В Сталинграде неоткуда было взяться таким, как в Севастополе, штольням, где во время осады разместились под непробиваемой толщей породы и оружейные цеха, и пошивочные, и госпитальные палаты. В городе, растянувшемся неширокой полосой вдоль Волги (с Мамаева кургана казалось, что весь он прильнул, прижался к реке), вообще не было ничего хотя бы отдаленно похожего на крепость. Но в цехах, не защищенных от артиллерийского огня, а тем более от бомб, люди вели себя как на бастионах, откуда никто не уходит, пока жив и нужен тут.

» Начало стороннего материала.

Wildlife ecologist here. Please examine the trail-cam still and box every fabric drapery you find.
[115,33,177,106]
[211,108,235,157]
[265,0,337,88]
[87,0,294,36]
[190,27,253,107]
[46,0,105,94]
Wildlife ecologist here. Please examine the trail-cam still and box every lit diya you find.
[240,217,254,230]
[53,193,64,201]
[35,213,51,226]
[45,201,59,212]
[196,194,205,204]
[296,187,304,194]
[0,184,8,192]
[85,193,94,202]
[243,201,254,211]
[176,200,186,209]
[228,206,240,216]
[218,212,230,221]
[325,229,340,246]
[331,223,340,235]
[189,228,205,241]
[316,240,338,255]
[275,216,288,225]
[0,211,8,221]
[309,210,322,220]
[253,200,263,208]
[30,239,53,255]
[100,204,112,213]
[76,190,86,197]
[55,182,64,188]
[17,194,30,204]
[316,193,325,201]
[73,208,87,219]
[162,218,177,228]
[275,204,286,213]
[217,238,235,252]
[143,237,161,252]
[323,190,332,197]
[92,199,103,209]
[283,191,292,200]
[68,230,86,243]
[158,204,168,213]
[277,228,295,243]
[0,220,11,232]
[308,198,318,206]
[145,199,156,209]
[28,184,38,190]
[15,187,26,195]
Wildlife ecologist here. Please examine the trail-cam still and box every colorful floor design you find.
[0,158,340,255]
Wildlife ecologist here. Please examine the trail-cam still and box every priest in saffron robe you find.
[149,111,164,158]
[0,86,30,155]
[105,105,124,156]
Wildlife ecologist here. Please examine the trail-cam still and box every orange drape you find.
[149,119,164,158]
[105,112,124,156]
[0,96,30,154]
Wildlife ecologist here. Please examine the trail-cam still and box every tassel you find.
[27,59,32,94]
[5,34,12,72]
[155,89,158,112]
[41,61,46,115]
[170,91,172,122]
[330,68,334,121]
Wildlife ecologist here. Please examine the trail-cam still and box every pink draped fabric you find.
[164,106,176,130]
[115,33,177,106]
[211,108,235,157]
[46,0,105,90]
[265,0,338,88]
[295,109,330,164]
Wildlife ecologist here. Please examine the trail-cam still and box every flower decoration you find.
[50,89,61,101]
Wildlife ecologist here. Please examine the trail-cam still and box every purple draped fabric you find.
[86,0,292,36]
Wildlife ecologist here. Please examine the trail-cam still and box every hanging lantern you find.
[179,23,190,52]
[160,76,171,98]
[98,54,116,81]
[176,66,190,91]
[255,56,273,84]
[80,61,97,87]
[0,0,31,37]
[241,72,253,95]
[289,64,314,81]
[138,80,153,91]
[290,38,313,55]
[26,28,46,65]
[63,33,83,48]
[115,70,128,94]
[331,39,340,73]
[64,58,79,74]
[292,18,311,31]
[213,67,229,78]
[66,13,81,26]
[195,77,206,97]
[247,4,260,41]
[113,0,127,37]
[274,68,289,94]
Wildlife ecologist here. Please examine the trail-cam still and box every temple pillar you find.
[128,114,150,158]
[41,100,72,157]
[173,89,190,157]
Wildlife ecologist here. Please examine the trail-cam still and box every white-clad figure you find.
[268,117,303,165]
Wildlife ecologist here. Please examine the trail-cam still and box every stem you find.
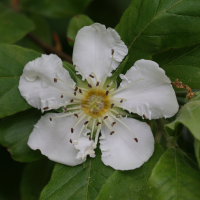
[27,33,72,63]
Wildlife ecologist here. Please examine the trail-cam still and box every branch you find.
[27,33,72,63]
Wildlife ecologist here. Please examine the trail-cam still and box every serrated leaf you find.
[20,158,54,200]
[0,3,35,44]
[194,139,200,168]
[96,144,164,200]
[40,149,114,200]
[20,0,92,18]
[0,44,41,118]
[0,109,42,162]
[165,94,200,140]
[67,15,94,47]
[148,148,200,200]
[116,0,200,72]
[153,45,200,89]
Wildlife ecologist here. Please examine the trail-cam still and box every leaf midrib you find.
[128,0,183,49]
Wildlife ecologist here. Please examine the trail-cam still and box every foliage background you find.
[0,0,200,200]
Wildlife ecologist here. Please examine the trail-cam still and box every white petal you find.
[19,54,75,111]
[73,23,128,82]
[114,60,178,119]
[100,118,154,170]
[74,137,95,161]
[28,113,89,166]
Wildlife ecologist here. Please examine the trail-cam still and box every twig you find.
[27,33,72,63]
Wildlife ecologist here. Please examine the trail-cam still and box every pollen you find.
[81,89,110,118]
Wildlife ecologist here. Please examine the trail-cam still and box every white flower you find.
[19,24,178,170]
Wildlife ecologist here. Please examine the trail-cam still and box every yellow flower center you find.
[81,89,110,118]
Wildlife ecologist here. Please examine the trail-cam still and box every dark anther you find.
[142,114,147,119]
[134,138,138,142]
[111,122,116,126]
[110,131,115,135]
[84,121,89,125]
[74,87,78,92]
[89,74,94,78]
[110,103,114,108]
[97,122,101,126]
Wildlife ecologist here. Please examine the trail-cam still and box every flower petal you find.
[113,60,179,119]
[74,137,96,161]
[100,118,154,170]
[28,113,89,166]
[72,23,128,80]
[19,54,75,111]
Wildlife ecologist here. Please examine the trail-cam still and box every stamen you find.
[133,138,138,142]
[112,78,144,95]
[110,131,115,135]
[102,49,114,87]
[111,122,116,127]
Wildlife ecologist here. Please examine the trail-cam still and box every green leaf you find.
[165,95,200,140]
[194,139,200,168]
[0,3,34,44]
[16,14,53,53]
[153,45,200,89]
[40,149,114,200]
[96,144,164,200]
[20,0,92,18]
[116,0,200,72]
[0,44,41,118]
[67,15,94,47]
[0,109,42,162]
[148,148,200,200]
[20,158,54,200]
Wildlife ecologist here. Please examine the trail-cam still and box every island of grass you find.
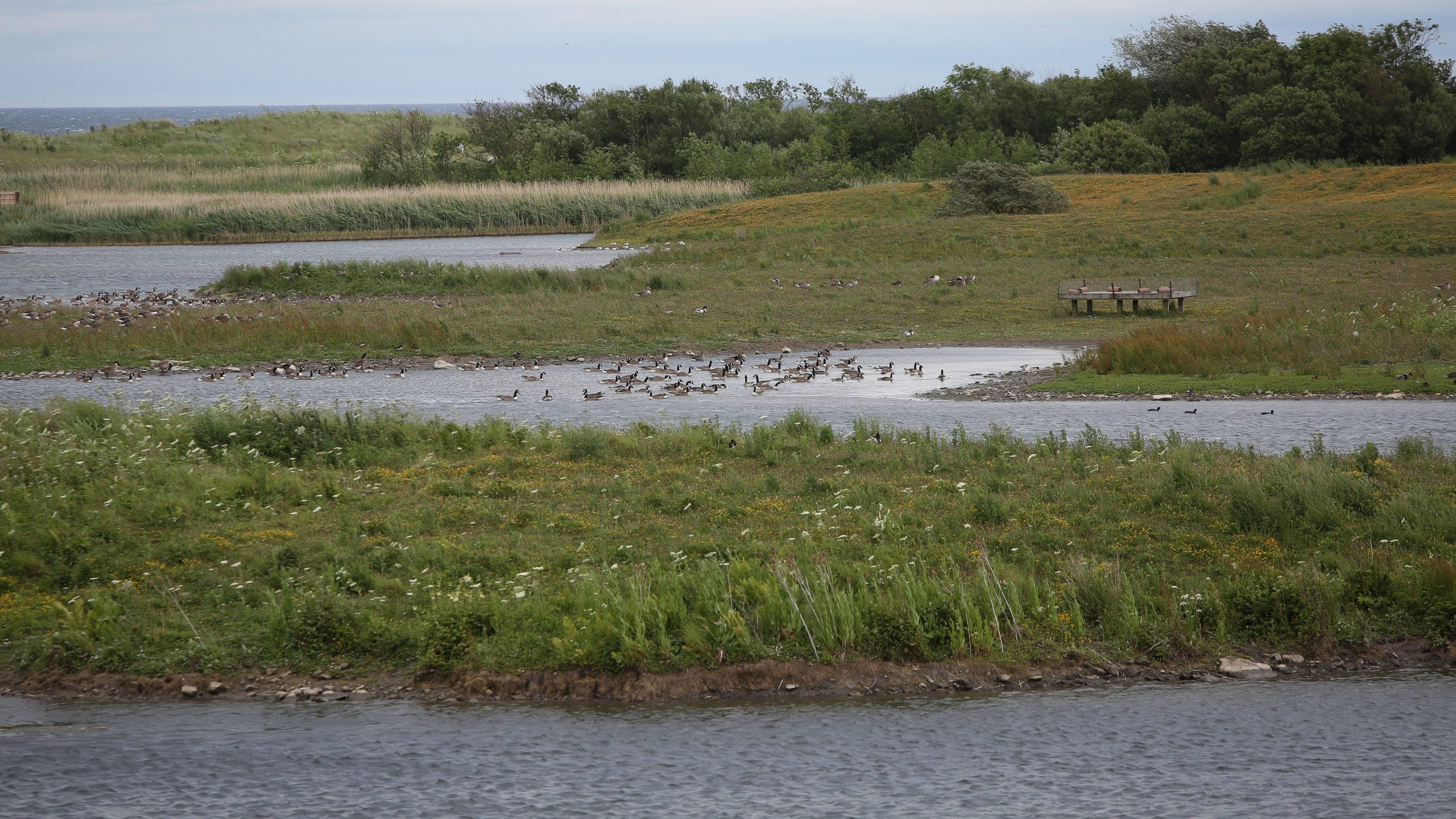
[0,402,1456,695]
[9,163,1456,395]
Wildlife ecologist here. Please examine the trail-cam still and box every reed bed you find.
[0,162,364,195]
[0,173,744,243]
[0,402,1456,673]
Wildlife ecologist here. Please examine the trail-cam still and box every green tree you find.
[1229,86,1339,165]
[1137,105,1239,172]
[1058,119,1168,173]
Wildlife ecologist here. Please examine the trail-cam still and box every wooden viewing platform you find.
[1057,278,1198,310]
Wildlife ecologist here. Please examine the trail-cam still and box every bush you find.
[1057,119,1168,173]
[939,162,1072,216]
[748,162,849,198]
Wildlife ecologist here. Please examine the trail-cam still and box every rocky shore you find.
[0,640,1456,702]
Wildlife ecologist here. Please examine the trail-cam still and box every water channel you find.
[0,672,1456,819]
[0,347,1456,452]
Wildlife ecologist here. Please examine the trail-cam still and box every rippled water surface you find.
[0,233,638,299]
[0,672,1456,819]
[0,341,1456,452]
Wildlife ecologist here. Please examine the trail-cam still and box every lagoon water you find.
[0,233,630,299]
[11,341,1456,452]
[0,672,1456,819]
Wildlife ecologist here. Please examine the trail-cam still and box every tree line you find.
[361,16,1456,185]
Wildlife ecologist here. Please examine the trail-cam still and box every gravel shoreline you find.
[0,640,1456,704]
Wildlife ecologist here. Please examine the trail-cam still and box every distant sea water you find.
[0,102,462,134]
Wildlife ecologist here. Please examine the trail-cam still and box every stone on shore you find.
[1219,657,1274,679]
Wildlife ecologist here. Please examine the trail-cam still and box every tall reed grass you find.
[0,178,744,243]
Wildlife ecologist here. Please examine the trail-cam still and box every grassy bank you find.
[1038,295,1456,395]
[0,177,744,245]
[0,402,1456,673]
[0,111,743,245]
[0,165,1456,392]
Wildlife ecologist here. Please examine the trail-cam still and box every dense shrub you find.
[1057,119,1168,173]
[939,162,1072,216]
[748,162,849,197]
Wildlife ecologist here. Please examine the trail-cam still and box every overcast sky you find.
[0,0,1456,108]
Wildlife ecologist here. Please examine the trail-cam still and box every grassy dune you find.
[0,165,1456,392]
[0,111,393,172]
[0,111,744,245]
[0,402,1456,673]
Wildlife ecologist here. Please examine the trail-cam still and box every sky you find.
[9,0,1456,108]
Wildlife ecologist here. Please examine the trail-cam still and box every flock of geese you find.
[76,348,961,401]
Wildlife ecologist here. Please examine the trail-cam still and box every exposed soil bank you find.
[0,640,1456,702]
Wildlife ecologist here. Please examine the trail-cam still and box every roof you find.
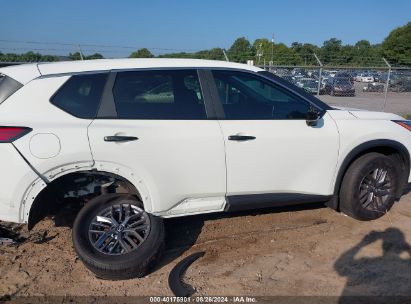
[0,58,262,84]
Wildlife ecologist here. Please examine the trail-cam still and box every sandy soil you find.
[0,194,411,299]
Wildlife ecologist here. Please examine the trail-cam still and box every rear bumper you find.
[0,143,38,223]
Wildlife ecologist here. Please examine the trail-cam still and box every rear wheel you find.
[73,194,164,280]
[340,153,400,220]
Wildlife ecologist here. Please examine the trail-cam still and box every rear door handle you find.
[228,135,256,141]
[104,135,138,142]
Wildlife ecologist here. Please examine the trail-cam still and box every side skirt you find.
[224,193,334,212]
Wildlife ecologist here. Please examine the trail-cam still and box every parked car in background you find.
[296,78,318,94]
[278,75,294,83]
[362,82,384,93]
[357,73,374,82]
[324,77,355,96]
[334,71,354,84]
[389,74,411,92]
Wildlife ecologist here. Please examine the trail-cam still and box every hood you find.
[350,110,405,120]
[333,107,405,120]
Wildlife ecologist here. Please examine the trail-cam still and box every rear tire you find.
[72,193,165,280]
[339,152,401,221]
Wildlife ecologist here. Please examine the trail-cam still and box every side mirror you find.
[306,109,321,127]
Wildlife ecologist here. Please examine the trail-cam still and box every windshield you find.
[301,79,317,86]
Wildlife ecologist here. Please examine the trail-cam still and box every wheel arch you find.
[20,164,152,229]
[330,139,410,209]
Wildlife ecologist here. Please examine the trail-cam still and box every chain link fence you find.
[259,58,411,117]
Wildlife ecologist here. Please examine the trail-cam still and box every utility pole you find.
[257,43,263,64]
[382,57,391,112]
[313,53,323,96]
[271,33,274,65]
[77,44,84,60]
[223,49,230,62]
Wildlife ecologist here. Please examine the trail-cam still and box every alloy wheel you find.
[88,202,150,255]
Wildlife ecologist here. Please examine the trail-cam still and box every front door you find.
[212,70,339,196]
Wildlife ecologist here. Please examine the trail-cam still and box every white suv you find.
[0,59,411,279]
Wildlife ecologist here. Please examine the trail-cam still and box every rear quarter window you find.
[0,74,23,104]
[51,73,107,119]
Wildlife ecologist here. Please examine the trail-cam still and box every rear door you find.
[88,69,226,212]
[212,70,339,200]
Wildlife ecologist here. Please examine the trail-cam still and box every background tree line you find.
[0,22,411,66]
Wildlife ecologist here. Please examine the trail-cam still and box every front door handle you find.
[104,135,138,142]
[228,135,256,141]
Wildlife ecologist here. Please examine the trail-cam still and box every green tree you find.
[227,37,255,63]
[321,38,342,64]
[382,22,411,65]
[128,48,154,58]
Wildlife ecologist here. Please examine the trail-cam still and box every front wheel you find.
[340,153,400,220]
[73,194,164,280]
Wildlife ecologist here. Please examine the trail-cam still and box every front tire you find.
[73,193,164,280]
[340,153,400,221]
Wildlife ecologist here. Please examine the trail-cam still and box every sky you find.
[0,0,411,57]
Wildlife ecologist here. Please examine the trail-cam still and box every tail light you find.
[0,127,32,143]
[393,120,411,131]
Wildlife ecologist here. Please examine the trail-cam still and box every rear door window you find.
[0,74,23,104]
[51,73,107,119]
[113,70,206,119]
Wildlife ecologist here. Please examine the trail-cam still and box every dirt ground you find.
[0,193,411,299]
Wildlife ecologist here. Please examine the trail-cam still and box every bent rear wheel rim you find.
[88,202,150,255]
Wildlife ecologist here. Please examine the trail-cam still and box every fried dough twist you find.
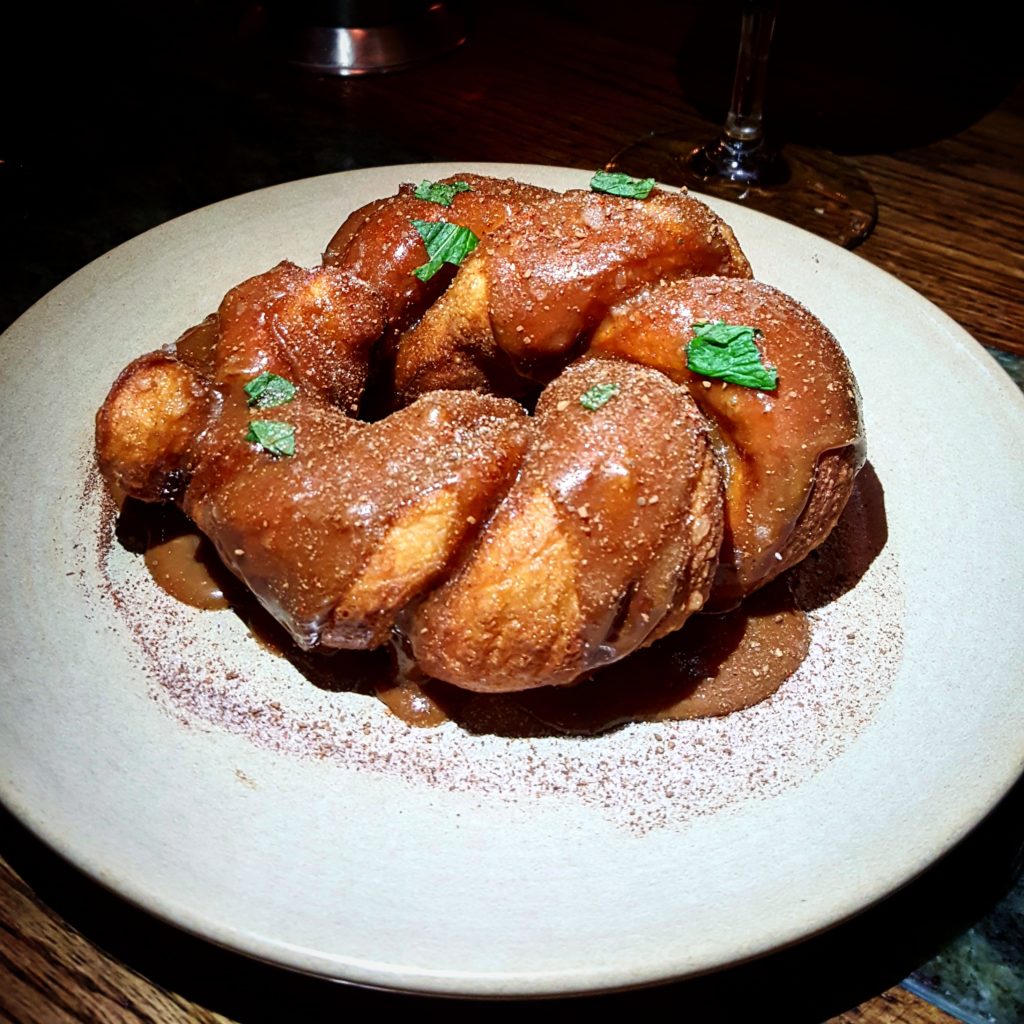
[589,278,864,609]
[395,191,751,401]
[96,175,863,691]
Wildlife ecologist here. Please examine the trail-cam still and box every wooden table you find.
[0,0,1024,1024]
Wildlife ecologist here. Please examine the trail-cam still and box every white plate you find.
[0,165,1024,995]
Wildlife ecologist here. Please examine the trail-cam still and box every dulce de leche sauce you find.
[118,502,810,734]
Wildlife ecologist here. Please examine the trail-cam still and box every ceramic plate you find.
[0,165,1024,995]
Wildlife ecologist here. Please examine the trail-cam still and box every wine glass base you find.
[606,132,878,249]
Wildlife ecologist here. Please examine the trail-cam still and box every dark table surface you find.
[0,0,1024,1022]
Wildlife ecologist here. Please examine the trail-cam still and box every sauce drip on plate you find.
[118,501,810,734]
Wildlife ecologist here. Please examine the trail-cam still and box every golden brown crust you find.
[410,361,722,691]
[96,352,216,502]
[395,191,751,400]
[590,278,863,608]
[96,175,863,691]
[324,174,555,329]
[182,385,528,649]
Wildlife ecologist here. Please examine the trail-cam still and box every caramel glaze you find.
[394,191,751,401]
[324,174,556,329]
[589,278,864,609]
[117,500,810,735]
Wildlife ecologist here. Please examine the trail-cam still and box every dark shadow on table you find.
[0,765,1024,1024]
[651,0,1024,154]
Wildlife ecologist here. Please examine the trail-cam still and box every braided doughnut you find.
[96,175,863,691]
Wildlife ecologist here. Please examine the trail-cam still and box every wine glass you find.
[606,0,878,249]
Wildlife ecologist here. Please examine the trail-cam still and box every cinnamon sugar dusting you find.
[88,467,904,834]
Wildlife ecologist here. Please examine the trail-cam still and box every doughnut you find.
[96,174,864,692]
[394,185,751,400]
[588,278,864,610]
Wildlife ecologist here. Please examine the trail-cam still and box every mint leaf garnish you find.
[413,220,480,281]
[580,384,622,413]
[590,171,654,199]
[686,321,778,391]
[243,370,295,409]
[246,420,295,456]
[414,178,473,206]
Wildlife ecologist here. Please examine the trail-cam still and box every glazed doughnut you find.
[96,175,863,691]
[394,191,751,401]
[324,174,558,329]
[408,360,722,691]
[589,278,864,609]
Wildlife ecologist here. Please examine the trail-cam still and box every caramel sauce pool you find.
[145,534,230,611]
[117,501,810,735]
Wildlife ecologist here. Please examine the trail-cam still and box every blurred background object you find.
[265,0,466,75]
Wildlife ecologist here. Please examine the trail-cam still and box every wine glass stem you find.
[722,0,778,151]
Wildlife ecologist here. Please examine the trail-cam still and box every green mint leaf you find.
[590,171,654,199]
[414,178,473,206]
[686,321,778,391]
[246,420,295,456]
[413,220,480,281]
[243,370,295,409]
[580,384,622,413]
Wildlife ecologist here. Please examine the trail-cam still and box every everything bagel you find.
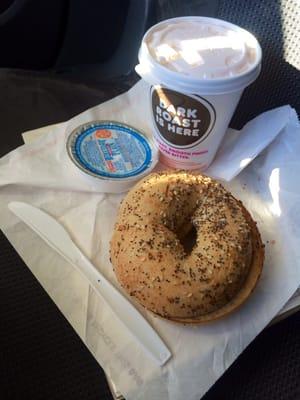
[110,172,264,323]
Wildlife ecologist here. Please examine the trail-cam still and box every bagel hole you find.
[179,225,197,255]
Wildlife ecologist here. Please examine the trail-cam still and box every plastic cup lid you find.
[67,121,158,193]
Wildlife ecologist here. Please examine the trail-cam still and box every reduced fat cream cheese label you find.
[151,87,216,148]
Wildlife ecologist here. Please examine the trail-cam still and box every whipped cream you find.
[145,17,259,80]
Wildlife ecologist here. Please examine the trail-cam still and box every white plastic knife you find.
[8,201,171,366]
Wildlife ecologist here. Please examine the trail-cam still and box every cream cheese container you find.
[66,121,158,193]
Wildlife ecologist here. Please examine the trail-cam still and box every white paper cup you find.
[136,17,262,170]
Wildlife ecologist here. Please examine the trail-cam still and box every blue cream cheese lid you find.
[67,121,157,192]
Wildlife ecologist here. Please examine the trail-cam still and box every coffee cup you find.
[136,17,262,170]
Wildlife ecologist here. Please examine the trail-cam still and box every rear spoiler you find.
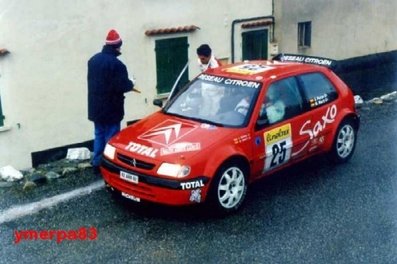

Так было не только на Тракторном. На "Баррикадах", где на заводскую территорию уже упало - более ста пятидесяти крупных фугасок и две с половиной тысячи зажигательных бомб, восстановили силовую станцию и возобновили из заготовленных раньше деталей сборку орудий, притом самых нужных армии - дивизионных 76-миллиметровых пушек.
Действовал и ряд мелких предприятий. Тысячи сталинградцев были заняты на ремонтно-восстановительных работах, несли службу в МПВО, охраняли различные объекты в городе. Тысячи других продолжали строительство укреплений.
После перехода армейского КП на высоту 102 у нас установилась повседневная связь с Городским комитетом обороны. Его командный пункт центр управления всей жизнью города - находился в подземном помещении в Комсомольском саду, недалеко от вокзала. Гуров быстро наладил контакт и с райкомами партии, превратившимися в районные штабы обороны.
Сталинград делился тогда на семь административных районов. Пять из них, охватывавших северную часть и центр города, стали ближним тылом 62-й армии (два остальных - тылом 64-й). Три северных района, получивших названия от расположенных тут крупнейших заводов - Тракторозаводский, Баррикадный, Краснооктябрьский, воплощали в себе индустриальную мощь Сталинграда, составляли его пролетарское ядро.
Тут умели не только изготовлять оружие - умели и владеть им. И в штабе армии были уверены: даже теперь, когда заводские коллективы резко сократились, на Тракторном смогут, если понадобится, сформировать запасные танковые экипажи. А на "Баррикадах" найдутся люди, готовые встать к ими же изготовленным орудиям.
Чаще других членов Городского комитета обороны бывал у нас на КП военный комендант Сталинграда майор Владимир Харитонович Демченко. Обычно через него и доходили до нас тогдашние городские новости: что разрушено при последнем воздушном налете, что восстановлено. Положение в любом конце города Демченко всегда знал досконально, и я как-то привык считать его сталинградским старожилом, пока однажды не выяснилось, что он назначен сюда не особенно давно - после оставления Харькова, где служил до последнего дня в такой же должности.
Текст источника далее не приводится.